Overview

ElevenLabs TTS provides high-quality text-to-speech synthesis through two service implementations:

  • ElevenLabsTTSService: WebSocket-based implementation with word-level timing and interruption support
  • ElevenLabsHttpTTSService: HTTP-based implementation for simpler use cases

Installation

To use ElevenLabsTTSService, install the required dependencies:

pip install "pipecat-ai[elevenlabs]"

You’ll also need to set up your ElevenLabs API key as an environment variable: ELEVENLABS_API_KEY.

You can obtain a ElevenLabs API key by signing up at ElevenLabs.

ElevenLabsTTSService (WebSocket)

Configuration

api_key
str
required

ElevenLabs API key

voice_id
str
required

Voice identifier

model
str
default:"eleven_flash_v2_5"

Model identifier

url
str
default:"wss://api.elevenlabs.io"

API endpoint URL

sample_rate
int
default:"None"

Output audio sample rate in Hz

params
InputParams
default:"InputParams()"

Additional configuration parameters

text_filter
BaseTextFilter
default:"None"

Modifies text provided to the TTS. Learn more about the available filters.

InputParams

language
Language
default:"None"

The language of the text to be synthesized

optimize_streaming_latency
str
default:"None"

Optimization level for streaming latency

stability
float
default:"None"

Defines the stability for voice settings

similarity_boost
float
default:"None"

Defines the similarity boost for voice settings

style
float
default:"None"

Defines the style for voice settings.
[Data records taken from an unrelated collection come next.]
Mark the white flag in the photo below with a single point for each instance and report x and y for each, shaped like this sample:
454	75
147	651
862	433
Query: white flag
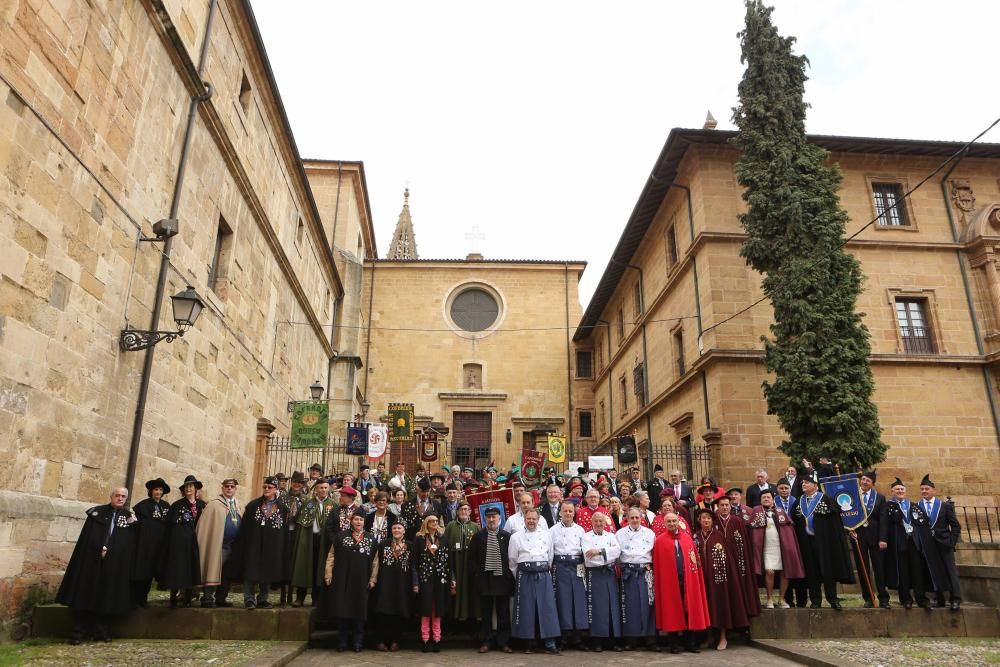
377	436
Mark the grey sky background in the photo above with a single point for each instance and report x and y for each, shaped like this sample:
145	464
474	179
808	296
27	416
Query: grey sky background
538	122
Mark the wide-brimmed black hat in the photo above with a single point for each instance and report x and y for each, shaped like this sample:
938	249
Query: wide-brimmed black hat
158	482
191	479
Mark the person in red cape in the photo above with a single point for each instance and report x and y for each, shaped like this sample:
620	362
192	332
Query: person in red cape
774	547
723	587
587	510
738	543
681	606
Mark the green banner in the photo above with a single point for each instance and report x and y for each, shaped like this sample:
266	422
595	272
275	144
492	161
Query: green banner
400	422
309	424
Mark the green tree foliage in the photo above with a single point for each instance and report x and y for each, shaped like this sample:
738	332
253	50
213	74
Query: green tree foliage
823	382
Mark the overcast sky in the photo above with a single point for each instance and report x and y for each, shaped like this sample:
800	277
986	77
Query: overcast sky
538	122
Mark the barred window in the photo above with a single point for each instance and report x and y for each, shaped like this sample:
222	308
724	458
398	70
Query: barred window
890	205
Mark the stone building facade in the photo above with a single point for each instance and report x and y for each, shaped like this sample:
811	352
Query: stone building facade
94	102
482	348
670	368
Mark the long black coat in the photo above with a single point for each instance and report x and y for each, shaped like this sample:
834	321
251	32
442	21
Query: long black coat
488	583
151	533
869	534
936	539
260	547
352	568
831	539
95	584
893	532
181	563
432	573
409	514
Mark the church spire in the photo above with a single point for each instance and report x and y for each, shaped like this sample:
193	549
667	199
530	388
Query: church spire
404	244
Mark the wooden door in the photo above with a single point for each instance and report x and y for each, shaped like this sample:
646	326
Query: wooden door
472	439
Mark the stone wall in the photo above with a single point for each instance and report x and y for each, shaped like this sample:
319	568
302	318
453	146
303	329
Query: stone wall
94	107
934	409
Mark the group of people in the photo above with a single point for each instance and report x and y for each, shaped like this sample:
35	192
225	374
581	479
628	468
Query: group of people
591	562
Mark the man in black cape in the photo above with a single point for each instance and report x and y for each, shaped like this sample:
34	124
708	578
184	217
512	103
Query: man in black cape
822	542
493	581
864	541
260	547
937	537
96	585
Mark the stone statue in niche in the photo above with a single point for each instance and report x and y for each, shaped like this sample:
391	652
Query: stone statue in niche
962	196
472	376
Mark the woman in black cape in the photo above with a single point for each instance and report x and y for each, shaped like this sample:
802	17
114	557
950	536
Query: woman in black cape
151	533
181	565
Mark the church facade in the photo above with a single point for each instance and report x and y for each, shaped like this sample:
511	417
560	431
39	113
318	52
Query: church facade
670	368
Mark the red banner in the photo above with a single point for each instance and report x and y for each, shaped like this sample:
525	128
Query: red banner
428	447
502	499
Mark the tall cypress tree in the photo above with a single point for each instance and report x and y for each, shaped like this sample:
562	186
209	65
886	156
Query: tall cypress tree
823	382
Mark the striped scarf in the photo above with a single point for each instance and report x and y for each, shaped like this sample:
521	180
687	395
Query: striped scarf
493	563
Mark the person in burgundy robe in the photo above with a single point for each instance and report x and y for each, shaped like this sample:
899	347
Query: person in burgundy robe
738	541
681	606
723	582
788	547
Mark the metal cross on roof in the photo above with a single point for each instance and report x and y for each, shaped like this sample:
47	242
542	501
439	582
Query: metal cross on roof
474	237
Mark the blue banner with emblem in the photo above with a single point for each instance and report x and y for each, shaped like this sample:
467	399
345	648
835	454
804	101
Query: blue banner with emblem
846	492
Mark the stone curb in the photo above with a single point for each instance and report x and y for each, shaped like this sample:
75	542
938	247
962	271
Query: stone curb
280	655
803	657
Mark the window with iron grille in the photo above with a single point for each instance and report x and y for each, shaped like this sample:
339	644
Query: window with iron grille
584	364
671	246
586	424
890	205
639	384
911	315
679	352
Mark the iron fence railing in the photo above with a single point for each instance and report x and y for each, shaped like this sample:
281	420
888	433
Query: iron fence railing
980	524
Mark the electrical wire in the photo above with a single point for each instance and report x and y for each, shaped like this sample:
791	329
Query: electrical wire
871	222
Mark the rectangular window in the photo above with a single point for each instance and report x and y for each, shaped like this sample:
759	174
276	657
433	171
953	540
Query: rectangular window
245	94
911	314
584	364
679	352
890	205
671	246
639	384
219	267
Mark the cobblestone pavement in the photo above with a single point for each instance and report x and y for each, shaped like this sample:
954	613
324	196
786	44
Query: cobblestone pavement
734	656
905	652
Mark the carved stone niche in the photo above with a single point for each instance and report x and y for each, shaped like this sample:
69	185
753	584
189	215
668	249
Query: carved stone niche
962	196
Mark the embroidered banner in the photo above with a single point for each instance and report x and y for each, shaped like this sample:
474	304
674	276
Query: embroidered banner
846	492
428	447
532	463
557	449
502	499
400	421
377	439
357	439
309	424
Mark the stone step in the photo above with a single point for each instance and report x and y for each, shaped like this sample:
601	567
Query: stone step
970	621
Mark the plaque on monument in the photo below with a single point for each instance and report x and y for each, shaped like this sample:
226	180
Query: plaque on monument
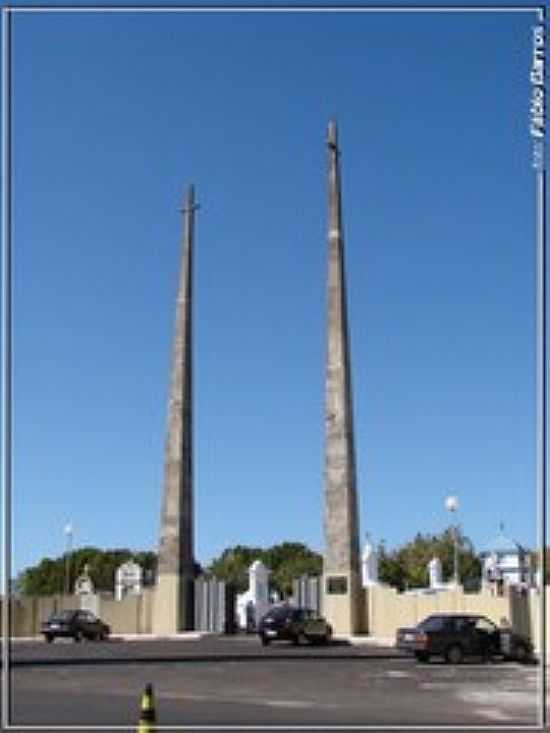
83	584
128	580
337	585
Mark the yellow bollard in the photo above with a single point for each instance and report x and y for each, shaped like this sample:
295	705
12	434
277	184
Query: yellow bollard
148	715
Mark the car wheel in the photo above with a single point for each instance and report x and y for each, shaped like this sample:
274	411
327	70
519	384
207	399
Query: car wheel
522	653
454	654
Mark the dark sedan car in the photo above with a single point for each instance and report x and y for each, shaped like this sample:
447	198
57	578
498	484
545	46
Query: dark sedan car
294	624
77	625
456	635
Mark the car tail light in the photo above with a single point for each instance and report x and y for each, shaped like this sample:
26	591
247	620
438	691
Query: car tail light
422	639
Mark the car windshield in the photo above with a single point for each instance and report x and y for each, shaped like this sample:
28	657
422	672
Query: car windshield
279	613
432	623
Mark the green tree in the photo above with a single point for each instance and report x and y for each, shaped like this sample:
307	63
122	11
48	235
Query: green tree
407	566
286	561
48	576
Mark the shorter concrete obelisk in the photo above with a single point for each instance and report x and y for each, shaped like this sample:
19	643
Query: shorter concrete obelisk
173	601
342	593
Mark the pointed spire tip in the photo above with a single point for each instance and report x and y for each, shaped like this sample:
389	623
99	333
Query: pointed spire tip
332	133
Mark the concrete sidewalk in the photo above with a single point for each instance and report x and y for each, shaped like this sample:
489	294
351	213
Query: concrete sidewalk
194	635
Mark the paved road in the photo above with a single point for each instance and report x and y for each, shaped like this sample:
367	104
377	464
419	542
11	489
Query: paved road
237	682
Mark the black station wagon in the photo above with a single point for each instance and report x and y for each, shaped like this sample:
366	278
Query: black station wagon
294	624
454	636
77	624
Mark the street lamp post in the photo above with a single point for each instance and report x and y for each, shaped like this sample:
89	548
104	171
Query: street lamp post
68	530
451	504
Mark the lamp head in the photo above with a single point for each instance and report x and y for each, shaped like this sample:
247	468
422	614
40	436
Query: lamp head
451	503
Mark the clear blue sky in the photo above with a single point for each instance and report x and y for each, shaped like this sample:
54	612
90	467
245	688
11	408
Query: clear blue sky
114	114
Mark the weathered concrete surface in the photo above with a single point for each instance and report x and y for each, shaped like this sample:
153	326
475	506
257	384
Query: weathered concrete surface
173	608
341	516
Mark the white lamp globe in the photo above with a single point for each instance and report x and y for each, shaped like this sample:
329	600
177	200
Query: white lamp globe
451	503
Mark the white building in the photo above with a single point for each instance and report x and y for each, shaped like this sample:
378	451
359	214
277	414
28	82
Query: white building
506	561
254	603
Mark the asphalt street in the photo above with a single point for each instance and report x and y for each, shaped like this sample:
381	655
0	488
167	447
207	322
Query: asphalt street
236	682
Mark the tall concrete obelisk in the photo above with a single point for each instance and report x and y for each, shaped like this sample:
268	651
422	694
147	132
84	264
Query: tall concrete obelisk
173	601
342	594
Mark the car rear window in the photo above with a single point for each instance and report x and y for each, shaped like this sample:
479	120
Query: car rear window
63	616
432	623
279	613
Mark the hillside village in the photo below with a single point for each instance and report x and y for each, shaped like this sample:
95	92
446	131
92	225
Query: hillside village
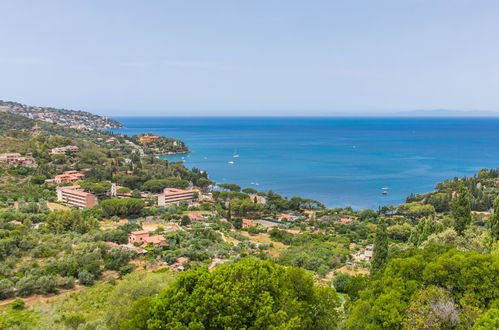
62	117
83	212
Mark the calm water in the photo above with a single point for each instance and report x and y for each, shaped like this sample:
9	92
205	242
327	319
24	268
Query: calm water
338	161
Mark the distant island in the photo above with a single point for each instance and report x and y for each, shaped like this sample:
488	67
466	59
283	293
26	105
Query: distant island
446	113
62	117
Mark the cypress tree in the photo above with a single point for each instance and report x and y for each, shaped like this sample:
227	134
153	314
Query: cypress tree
494	221
461	209
380	253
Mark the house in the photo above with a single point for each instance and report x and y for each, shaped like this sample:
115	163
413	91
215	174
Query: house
69	177
248	223
63	150
193	217
173	196
179	263
138	237
142	238
75	196
147	139
155	241
15	222
286	217
345	221
17	159
258	199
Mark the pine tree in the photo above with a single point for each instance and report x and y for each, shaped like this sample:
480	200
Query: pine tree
380	253
461	209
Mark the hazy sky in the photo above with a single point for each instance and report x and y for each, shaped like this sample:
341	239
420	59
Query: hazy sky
252	57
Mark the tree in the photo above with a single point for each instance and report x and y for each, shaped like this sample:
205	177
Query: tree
122	206
432	308
6	289
185	221
250	294
469	280
423	230
132	288
85	277
61	221
400	232
116	258
380	252
461	209
494	221
340	282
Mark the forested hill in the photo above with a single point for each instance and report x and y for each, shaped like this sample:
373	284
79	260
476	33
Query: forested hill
62	117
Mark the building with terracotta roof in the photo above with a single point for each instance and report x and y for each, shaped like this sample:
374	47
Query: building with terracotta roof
142	238
69	177
248	223
15	158
173	196
147	138
345	221
258	199
63	150
75	196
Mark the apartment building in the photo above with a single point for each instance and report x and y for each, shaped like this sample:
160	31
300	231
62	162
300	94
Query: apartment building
75	196
173	196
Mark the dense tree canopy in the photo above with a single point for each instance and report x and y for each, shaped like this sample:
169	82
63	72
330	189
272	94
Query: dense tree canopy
248	294
401	294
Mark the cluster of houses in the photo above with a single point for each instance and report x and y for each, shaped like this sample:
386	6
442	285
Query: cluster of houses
143	238
145	139
64	150
16	159
363	254
76	196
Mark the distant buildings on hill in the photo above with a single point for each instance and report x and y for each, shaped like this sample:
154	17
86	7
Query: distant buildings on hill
64	150
173	196
75	196
16	159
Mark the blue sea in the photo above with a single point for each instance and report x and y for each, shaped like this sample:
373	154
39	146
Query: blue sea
338	161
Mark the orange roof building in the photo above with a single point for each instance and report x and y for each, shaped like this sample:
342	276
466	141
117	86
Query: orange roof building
142	238
75	196
147	138
173	196
69	177
248	223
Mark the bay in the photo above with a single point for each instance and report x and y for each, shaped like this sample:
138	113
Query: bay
338	161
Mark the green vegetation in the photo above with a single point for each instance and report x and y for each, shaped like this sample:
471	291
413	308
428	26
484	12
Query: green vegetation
246	294
435	287
228	260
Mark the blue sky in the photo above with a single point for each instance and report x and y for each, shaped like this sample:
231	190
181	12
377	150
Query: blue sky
258	57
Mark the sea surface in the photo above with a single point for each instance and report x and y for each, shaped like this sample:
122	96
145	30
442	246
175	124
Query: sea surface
338	161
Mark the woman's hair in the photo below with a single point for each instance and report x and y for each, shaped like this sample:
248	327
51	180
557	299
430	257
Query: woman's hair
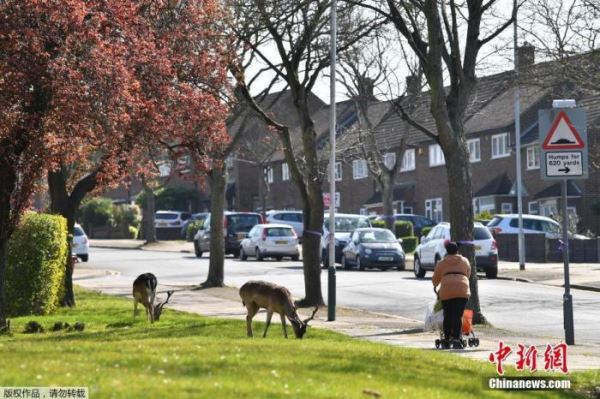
452	248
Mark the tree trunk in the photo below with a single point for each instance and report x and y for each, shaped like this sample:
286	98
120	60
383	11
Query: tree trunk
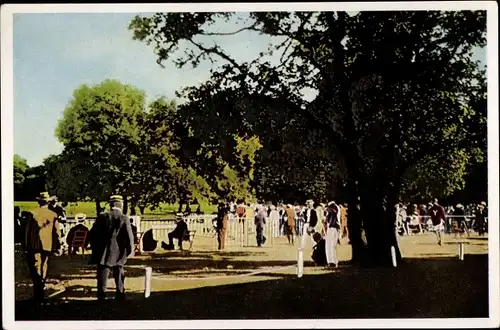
133	202
98	208
354	224
125	205
380	226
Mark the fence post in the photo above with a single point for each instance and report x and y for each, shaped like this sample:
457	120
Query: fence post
300	263
147	282
461	251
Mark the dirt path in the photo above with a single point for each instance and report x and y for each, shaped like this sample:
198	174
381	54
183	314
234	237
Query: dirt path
219	273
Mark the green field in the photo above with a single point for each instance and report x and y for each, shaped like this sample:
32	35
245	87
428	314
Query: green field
89	208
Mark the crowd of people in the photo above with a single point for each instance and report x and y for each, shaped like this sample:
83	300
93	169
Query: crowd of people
113	236
457	220
325	224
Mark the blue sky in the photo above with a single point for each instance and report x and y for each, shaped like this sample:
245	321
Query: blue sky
56	53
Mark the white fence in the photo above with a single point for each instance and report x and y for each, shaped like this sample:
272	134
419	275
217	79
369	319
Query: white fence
241	231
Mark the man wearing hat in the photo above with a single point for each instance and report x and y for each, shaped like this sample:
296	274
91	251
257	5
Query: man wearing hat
112	243
290	223
41	240
178	233
311	219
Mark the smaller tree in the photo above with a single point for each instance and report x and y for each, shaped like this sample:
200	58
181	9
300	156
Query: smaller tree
20	167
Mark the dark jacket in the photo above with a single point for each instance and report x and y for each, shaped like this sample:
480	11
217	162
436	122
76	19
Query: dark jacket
40	231
111	239
72	231
319	253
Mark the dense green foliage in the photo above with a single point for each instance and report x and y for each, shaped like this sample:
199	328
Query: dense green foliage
396	97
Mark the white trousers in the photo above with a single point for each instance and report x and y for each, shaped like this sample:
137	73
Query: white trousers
305	235
332	236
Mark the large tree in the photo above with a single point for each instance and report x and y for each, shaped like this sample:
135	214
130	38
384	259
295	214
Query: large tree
101	134
20	167
391	88
163	177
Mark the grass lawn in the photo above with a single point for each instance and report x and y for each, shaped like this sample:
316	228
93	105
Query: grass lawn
89	208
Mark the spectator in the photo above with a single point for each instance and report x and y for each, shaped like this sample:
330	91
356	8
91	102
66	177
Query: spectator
332	234
112	243
71	234
344	229
438	217
260	221
290	224
179	232
274	220
414	221
40	242
222	226
319	251
18	227
481	219
458	221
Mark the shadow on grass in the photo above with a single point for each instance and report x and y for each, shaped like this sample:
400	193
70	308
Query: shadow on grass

Available on V2+ models

use_speaker_boost
bool
default:"None"

Defines whether to use speaker boost for voice settings. Available on V2+ models

speed
float
default:"None"

Speech rate multiplier. Higher values increase speech speed

auto_mode
bool
default:"True"

This parameter focuses on reducing the latency by disabling the chunk schedule and buffers. Recommended when sending full sentences or phrases

ElevenLabsHttpTTSService (HTTP)

Configuration

api_key
str
required

ElevenLabs API key

voice_id
str
required

Voice identifier

aiohttp_session
aiohttp.ClientSession
required

aiohttp ClientSession for HTTP requests

model
str
default:"eleven_flash_v2_5"

Model identifier

base_url
str
default:"https://api.elevenlabs.io"

API base URL

sample_rate
int
default:"None"

Output audio sample rate in Hz

params
InputParams
default:"InputParams()"

Additional configuration parameters (similar to WebSocket implementation)

Output Frames

TTSStartedFrame

Signals the start of audio generation.

TTSAudioRawFrame

Contains generated audio data:

audio
bytes

Raw audio data chunk

sample_rate
int

Audio sample rate

num_channels
int

Number of audio channels (1 for mono)

TTSStoppedFrame

Signals the completion of audio generation.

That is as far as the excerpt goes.